= Ross A. Hull =

Ross Amos Hull (c. 1902 – 14 September 1938) was an Australian–American radio engineer and experimenter who was for a time editor of the Australian Wireless Weekly and the ARRL magazine QST.

==Early life==
Ross Hull was born in St Arnaud, Victoria, a son of (Presbyterian) Rev. Henry Tremlett Hull (1858 - 1 January 1933) and his wife Mabel Constance Josephine Hull (née Amos) (c. 1866 - 13 July 1931), and was educated at Williamstown High School and Ballarat College.

==Career==
He trained as an architect, but had a keen interest in the rapidly developing field of wireless communication. He took a leading part in experiments which demonstrated the value of shorter wavelengths for commercial communication. He was first in Australia to relay (receive and rebroadcast) an overseas wireless programme, through 3LO shortly after it was opened. He was vice president of the Victorian Division of the Wireless Institute of Australia in 1923.

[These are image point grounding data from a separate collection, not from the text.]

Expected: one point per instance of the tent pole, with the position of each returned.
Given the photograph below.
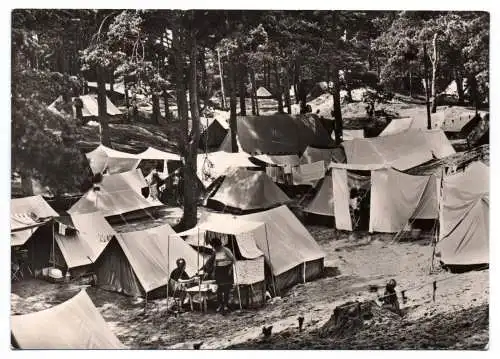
(168, 268)
(270, 262)
(440, 215)
(236, 275)
(198, 263)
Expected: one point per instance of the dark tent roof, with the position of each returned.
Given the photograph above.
(281, 134)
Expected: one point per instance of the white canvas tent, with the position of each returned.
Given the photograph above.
(26, 216)
(464, 219)
(401, 151)
(240, 237)
(291, 253)
(262, 92)
(82, 247)
(74, 324)
(117, 194)
(137, 263)
(211, 166)
(246, 190)
(112, 161)
(90, 107)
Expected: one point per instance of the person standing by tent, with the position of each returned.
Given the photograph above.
(220, 264)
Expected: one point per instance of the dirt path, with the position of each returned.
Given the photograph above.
(354, 262)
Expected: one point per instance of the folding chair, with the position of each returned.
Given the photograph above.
(16, 273)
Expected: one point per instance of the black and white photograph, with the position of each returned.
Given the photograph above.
(239, 179)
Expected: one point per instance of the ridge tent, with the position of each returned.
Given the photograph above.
(262, 92)
(117, 195)
(26, 216)
(278, 160)
(78, 248)
(291, 253)
(278, 134)
(312, 154)
(401, 151)
(323, 202)
(239, 236)
(351, 134)
(103, 159)
(74, 324)
(243, 190)
(137, 263)
(393, 196)
(212, 132)
(399, 125)
(464, 219)
(212, 165)
(90, 107)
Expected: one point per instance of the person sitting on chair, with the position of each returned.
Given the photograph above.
(177, 275)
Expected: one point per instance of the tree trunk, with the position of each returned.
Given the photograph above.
(26, 184)
(473, 92)
(102, 108)
(459, 80)
(288, 100)
(296, 81)
(279, 90)
(127, 100)
(156, 107)
(242, 89)
(221, 74)
(189, 218)
(337, 112)
(254, 90)
(434, 70)
(426, 80)
(166, 107)
(180, 87)
(232, 104)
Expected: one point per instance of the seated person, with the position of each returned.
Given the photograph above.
(390, 299)
(176, 276)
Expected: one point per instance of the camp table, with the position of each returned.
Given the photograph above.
(204, 289)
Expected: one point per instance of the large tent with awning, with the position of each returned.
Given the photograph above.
(212, 132)
(262, 92)
(27, 214)
(74, 324)
(240, 237)
(402, 151)
(117, 195)
(243, 190)
(79, 240)
(138, 263)
(464, 220)
(211, 166)
(90, 107)
(104, 159)
(278, 134)
(393, 198)
(291, 253)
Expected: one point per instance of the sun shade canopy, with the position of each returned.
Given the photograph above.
(74, 324)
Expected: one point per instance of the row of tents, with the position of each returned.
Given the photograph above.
(139, 263)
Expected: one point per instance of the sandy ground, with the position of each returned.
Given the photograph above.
(353, 263)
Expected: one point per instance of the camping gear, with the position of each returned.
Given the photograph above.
(117, 195)
(243, 190)
(278, 134)
(26, 216)
(401, 151)
(74, 324)
(138, 263)
(464, 217)
(290, 252)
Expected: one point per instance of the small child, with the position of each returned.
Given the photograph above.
(390, 298)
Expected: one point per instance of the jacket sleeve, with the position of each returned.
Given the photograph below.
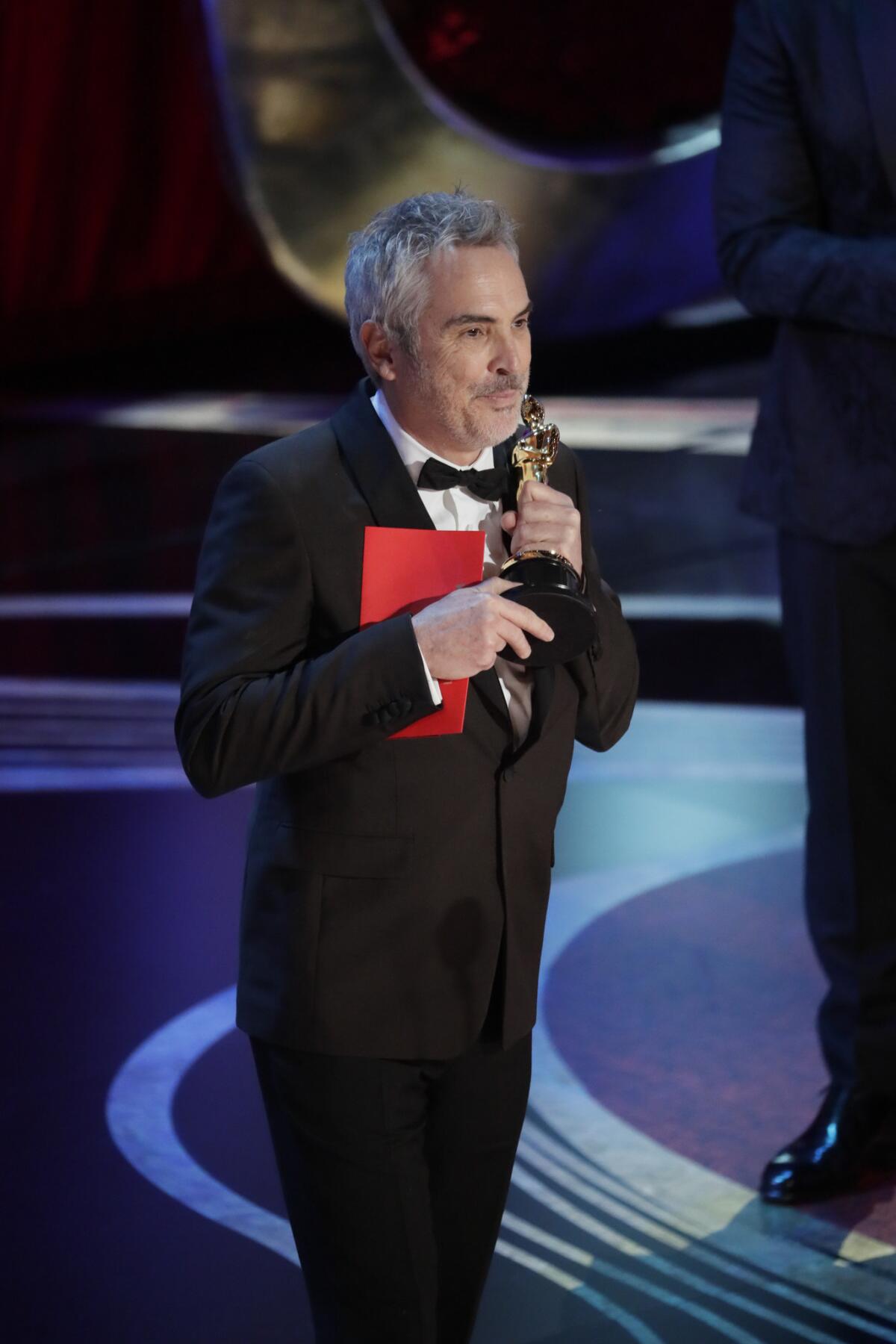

In 1925 Hull abandoned architecture and began practising in Sydney as a consulting radio engineer. He was elected Federal Secretary of the Wireless Institute and the Australian Radio Relay League. He was a key figure in ground-breaking communication experiments between the U.S. and Australia. In 1927 he went to the United States, to work with the headquarters staff of the American Radio Relay League on the production of the league's magazine QST, then director of the ARRL Experimental Laboratory.

Hull returned to Australia in 1929, to take up the post of technical editor of Wireless Weekly in Sydney. A year or two later he resumed his experimental and journalism work with ARRL at Hartford, Connecticut. He was particularly interested in UHF communication and built a radio-controlled glider. Early in 1938 he assumed American nationality and was appointed editor of QST. For over six months he was actively engaged in experiments in television, then was killed when he accidentally received a shock of 6,000 volts while experimenting with television apparatus in the laboratory of his summer residence at Vernon, Connecticut.